The poem praised Ayat Akhras, an 18-year-old Palestinian who blew herself up in a Jerusalem supermarket, killing two Israelis and wounding 25 on March 29, the same day Israeli troops began their incursion into the West Bank to crush Palestinian militias behind a wave of attacks.

"Tell Ayat, the bride of loftiness ... She embraced death with a smile while the leaders are running away from death. Doors of heaven are opened for her," wrote Algosaibi, the ambassador in London for more than a decade.

In an apparent reference to Arab hopes that the United States could help end Israeli-Palestinian violence, Algosaibi, wrote: "We complained to the idols of a White House whose heart is filled with darkness."

Islamic leaders, scholars and ordinary Muslims have been divided on the issue of Palestinian suicide bombers, who have killed dozens of Israelis in attacks during nearly 19 months of bloodshed.

In Egypt on Friday, Mohammed Sayed Tantawi, grand imam of Al-Azhar Mosque, mainstream Islam's highest seat of learning, said that anyone who blows himself among Israeli "aggressors" is a martyr.

That contradicts a ruling last year by the grand mufti of Saudi Arabia, who declared suicide to be against Islamic teachings.

The London-based Arab weekly magazine Al-Majalla reported Sunday that the wife of Palestinian leader Yasser Arafat had endorsed suicide bombings.

However, Mustafa Deeb, the Palestinian representative in Saudi Arabia, said Monday that his office had responded to queries from the magazine on Soha Arafat's behalf without contacting her, and that the answers referred to Palestinians killed by Israel, not suicide bombers.

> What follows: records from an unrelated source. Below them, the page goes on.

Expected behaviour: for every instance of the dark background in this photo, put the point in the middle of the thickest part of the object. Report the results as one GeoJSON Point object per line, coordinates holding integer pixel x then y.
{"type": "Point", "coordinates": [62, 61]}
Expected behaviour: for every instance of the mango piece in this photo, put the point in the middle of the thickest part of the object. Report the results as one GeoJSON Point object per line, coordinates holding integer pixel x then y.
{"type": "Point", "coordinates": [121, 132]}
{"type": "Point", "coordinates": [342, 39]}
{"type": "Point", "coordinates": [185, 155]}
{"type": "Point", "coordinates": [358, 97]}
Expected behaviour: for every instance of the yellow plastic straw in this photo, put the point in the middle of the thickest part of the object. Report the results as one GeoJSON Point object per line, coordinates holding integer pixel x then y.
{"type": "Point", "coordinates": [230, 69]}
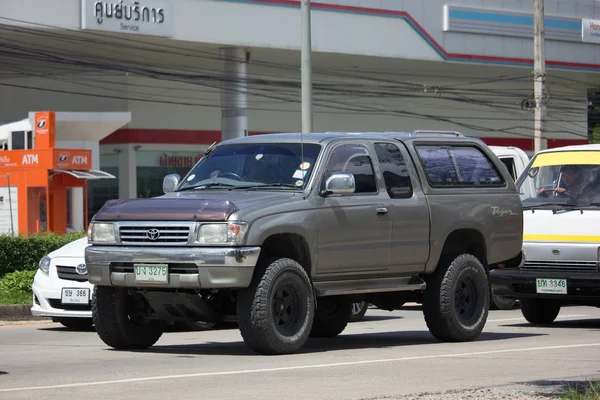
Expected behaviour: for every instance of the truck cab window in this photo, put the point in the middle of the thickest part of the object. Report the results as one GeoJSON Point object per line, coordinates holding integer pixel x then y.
{"type": "Point", "coordinates": [395, 173]}
{"type": "Point", "coordinates": [354, 159]}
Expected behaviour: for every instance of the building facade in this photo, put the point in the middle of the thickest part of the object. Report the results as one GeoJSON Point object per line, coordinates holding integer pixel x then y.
{"type": "Point", "coordinates": [192, 72]}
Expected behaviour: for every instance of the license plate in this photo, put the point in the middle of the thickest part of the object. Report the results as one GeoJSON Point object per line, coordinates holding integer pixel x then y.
{"type": "Point", "coordinates": [75, 296]}
{"type": "Point", "coordinates": [158, 273]}
{"type": "Point", "coordinates": [551, 286]}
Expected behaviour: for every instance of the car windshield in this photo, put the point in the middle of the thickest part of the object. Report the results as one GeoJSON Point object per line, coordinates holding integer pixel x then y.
{"type": "Point", "coordinates": [561, 178]}
{"type": "Point", "coordinates": [253, 165]}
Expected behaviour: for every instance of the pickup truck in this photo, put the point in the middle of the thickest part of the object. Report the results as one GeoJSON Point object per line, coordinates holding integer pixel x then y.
{"type": "Point", "coordinates": [561, 235]}
{"type": "Point", "coordinates": [283, 232]}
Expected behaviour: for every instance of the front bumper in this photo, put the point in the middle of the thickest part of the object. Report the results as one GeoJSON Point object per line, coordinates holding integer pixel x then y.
{"type": "Point", "coordinates": [213, 267]}
{"type": "Point", "coordinates": [517, 284]}
{"type": "Point", "coordinates": [47, 293]}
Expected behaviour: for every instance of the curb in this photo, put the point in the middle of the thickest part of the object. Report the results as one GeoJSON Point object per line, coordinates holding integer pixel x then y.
{"type": "Point", "coordinates": [17, 312]}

"It did not at all refer to suicide bombings, just the issue of martyrdom in general," Deeb told The Associated Press.

Al-Majalla reported that, asked whether she would let a son carry out a suicide attack if she had one, Soha Arafat responded: "Is there any greater honor than (martyrdom)? Do you expect me and my children to be less patriotic and more eager to live than the sons of my people and their father and president who is seeking martyrdom?"